So you’ve started using Synapse SQL Pools, you’ve scaled up to improve performance, but your queries aren’t going as fast as you’d hoped. You take a look at resource utilisation and you see that as you scale up, your total resource utilisation per query goes down. But didn’t we scale up to allow our query to use more resource and run quicker? What’s going on here? A little thing called Workload Management.
What is Workload Management? At a very high level, Workload Management allows you to control how your workload uses system resources. The main problem here is defaults!
If you navigate to the Workload Management tab of your SQL Pool and click the “User-defined workload groups : All” button you’ll be able to select the “System-defined workload groups” option.
This will allow you to see the pre-created groups and the relevant stats for what resources they’ll utilise.
Great! So what’s the problem? smallrc is the problem. smallrc is the default Workload Group used for all queries against your SQL Pool. If you look at the chart above, you’ll see that the minimum and maximum resources allocated per query in the Effective Values part of the table show 25.00. This is 25% of the total resources available. This means a single query will never be able to utilise the full performance of the SQL Pool. When we scale, this gets worse. The number in brackets will be the new value. For now we’ll focus on smallrc and xlargerc.
To test this is doing what we expect, I started with my SQL Pool at DW100, then DW500 then DW3000. I ran a single query without storing query results, under each of the xlargerc and then smallrc Workload Groups. The results below show the total utilised resources for each of these queries. As you scale up you can see the disparity in performance can be quite alarming.
The performance of these queries returned a resultset over a set period of time, the larger the returned resultset, the better the performance. smallrc increased slightly with each scaling, whereas the xlargerc increased massively. This graph above and the resulting data I received, show that scaling without changing Workload Management settings will not give you the performance you’re hoping for.
So now we’ve proven the premise and shown the results, how do we actually get this to work? You have two main options, first is to assign a user or role to one of the existing system defined workload groups, (which is what I did for the tests above), second is to create a custom workload group and assign a user or role to this instead.
Part 2 of this blog post goes into more detail on how to configure workload management and the details of the different options and is available: Here. Additional reading can be done on the Microsoft website: Here
Any questions? Let me know in the comments below or contact me on twitter: @PurpleFrogReiss
About the workload management. Have you guy ever tested the CPU alocation (or just the real performance) when assigning smallrc or xlargerc to a user?
Because basing on what I have tested, the workload management can only control the memory allocation and can not control the CPU usage.

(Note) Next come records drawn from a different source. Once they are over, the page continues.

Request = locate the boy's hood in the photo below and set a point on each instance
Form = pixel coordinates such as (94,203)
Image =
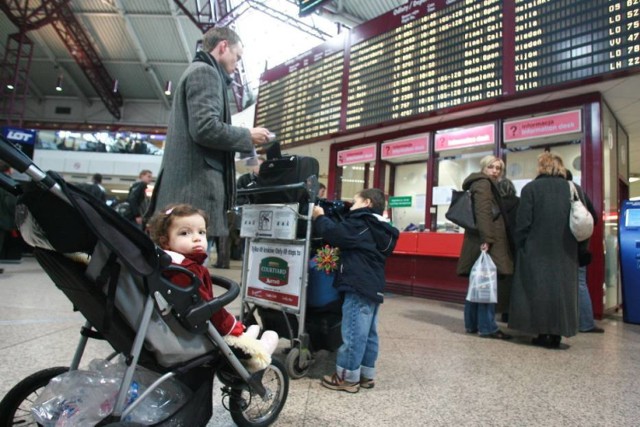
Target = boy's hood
(384,234)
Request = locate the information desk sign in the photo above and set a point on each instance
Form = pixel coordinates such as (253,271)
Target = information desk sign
(274,274)
(270,221)
(400,202)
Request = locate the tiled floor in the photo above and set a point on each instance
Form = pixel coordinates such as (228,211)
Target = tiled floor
(430,373)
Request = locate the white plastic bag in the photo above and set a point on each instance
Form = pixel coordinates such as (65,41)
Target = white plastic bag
(85,397)
(580,219)
(483,280)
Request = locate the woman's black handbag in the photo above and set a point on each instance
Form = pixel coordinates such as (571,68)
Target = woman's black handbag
(460,210)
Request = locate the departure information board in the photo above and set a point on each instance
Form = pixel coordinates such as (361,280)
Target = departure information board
(431,55)
(558,41)
(448,53)
(305,103)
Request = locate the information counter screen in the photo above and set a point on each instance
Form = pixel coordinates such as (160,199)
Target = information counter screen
(558,41)
(632,219)
(449,56)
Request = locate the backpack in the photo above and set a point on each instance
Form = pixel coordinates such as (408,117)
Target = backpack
(124,209)
(580,220)
(460,210)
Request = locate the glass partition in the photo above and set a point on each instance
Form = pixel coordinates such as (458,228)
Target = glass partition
(410,180)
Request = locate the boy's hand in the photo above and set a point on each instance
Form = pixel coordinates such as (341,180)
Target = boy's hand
(317,211)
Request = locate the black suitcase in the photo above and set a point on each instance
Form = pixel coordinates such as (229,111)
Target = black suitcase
(282,171)
(287,170)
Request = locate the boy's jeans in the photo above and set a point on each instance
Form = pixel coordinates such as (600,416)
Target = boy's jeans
(359,350)
(585,309)
(480,317)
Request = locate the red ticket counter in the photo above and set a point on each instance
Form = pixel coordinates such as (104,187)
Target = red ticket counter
(424,265)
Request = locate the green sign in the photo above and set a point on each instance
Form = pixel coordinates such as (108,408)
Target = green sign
(400,202)
(274,271)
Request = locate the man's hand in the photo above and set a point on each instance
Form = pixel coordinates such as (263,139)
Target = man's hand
(317,211)
(259,135)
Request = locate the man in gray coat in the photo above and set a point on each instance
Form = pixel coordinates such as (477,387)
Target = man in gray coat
(198,163)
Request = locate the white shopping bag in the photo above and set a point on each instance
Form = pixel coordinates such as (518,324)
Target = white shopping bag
(483,280)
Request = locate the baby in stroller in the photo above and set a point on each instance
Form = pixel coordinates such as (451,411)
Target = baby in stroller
(126,300)
(181,231)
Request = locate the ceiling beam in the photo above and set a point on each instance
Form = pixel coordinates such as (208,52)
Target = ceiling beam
(116,62)
(58,64)
(290,20)
(180,28)
(155,81)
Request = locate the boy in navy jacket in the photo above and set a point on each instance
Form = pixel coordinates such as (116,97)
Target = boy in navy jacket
(365,240)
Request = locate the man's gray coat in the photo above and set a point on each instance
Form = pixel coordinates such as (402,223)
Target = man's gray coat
(198,164)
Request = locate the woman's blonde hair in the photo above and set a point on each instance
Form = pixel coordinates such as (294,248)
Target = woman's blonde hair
(551,164)
(489,160)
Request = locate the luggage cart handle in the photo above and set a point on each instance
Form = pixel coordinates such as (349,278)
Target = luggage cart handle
(16,158)
(310,184)
(270,189)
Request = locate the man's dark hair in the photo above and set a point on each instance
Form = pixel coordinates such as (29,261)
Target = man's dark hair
(216,34)
(569,175)
(377,199)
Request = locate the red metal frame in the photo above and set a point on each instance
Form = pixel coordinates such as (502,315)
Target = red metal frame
(29,15)
(15,70)
(82,50)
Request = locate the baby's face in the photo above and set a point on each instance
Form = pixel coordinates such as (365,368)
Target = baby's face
(188,234)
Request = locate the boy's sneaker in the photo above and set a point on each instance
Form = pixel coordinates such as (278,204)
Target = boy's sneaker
(334,382)
(367,383)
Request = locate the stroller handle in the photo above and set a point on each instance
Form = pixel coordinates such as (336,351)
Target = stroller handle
(198,315)
(23,164)
(10,185)
(16,158)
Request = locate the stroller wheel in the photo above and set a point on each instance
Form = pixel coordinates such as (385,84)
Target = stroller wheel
(15,407)
(249,409)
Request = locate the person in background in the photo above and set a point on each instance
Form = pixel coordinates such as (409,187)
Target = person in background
(586,322)
(7,213)
(365,240)
(137,196)
(510,202)
(198,165)
(492,236)
(96,188)
(322,191)
(544,297)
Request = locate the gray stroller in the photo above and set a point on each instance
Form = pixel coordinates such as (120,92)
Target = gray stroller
(147,320)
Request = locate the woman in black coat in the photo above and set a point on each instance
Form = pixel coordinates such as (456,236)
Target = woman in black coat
(544,298)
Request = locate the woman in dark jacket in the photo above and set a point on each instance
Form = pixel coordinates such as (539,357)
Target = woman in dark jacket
(544,298)
(491,236)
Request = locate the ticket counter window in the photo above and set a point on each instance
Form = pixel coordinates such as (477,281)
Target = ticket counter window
(355,178)
(452,172)
(410,182)
(522,164)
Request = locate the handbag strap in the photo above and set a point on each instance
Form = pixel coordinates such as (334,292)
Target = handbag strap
(574,192)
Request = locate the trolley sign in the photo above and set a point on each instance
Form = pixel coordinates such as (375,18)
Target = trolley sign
(274,274)
(270,221)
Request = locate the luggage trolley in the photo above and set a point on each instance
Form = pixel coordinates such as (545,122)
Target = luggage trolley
(274,275)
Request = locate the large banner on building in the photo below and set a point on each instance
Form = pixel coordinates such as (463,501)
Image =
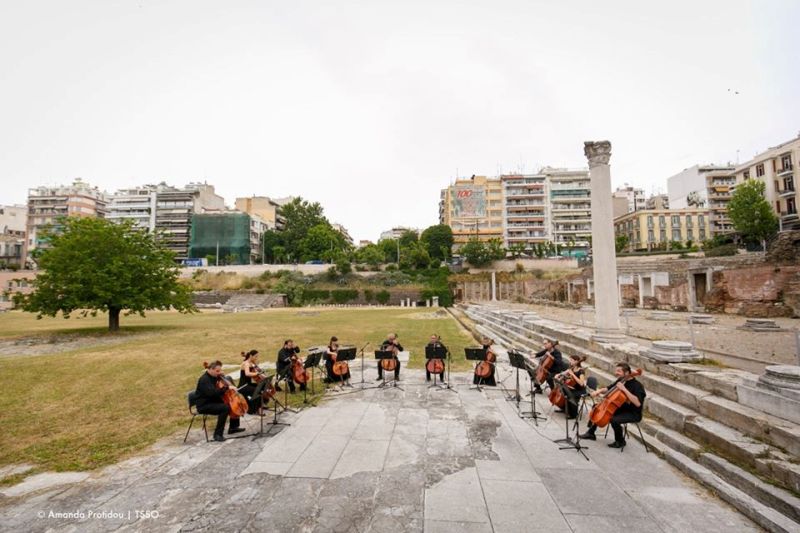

Resulting that if a query is CPU oriented, the workload management has no use on it.
I can also see on your image is that, the width of the (time takes to complete a query) of both smallrc and xlargerc is the same for case 100cc and 3000cc.
So am I missing something here?
Thanks for the questions!
Firstly, CPU and Memory are both joined together within Synapse under the DWU banner: https://docs.microsoft.com/en-us/azure/synapse-analytics/sql-data-warehouse/what-is-a-data-warehouse-unit-dwu-cdwu
You should find that increasing the number of DWUs available, (by scaling up), you should also increase the amount of CPU power that you have available. This is where workload management then comes in, as it is a percentage of the DWU resources that are applied to each query, not a specific number of CPUs or GB of RAM. Continue testing once you have workload management in place above “smallrc”, with your CPU intensive query and you should see better results 🙂
In terms of the time to complete queries in the graphs, these were purely to illustrate the amount of resource utilisation being used by each group rather than a change in runtime for performance. For these queries I let each of them run for a set amount of time before cancelling and re-scaling to best show the differences. In real terms, you will get a mostly linear progression in performance when the following three are lined up: A well structured query that is bottlenecked by system resource only, Scaling up to increase available DWUs, Correct workload management applied to allow usage of the DWUs.
Good Luck, Reiss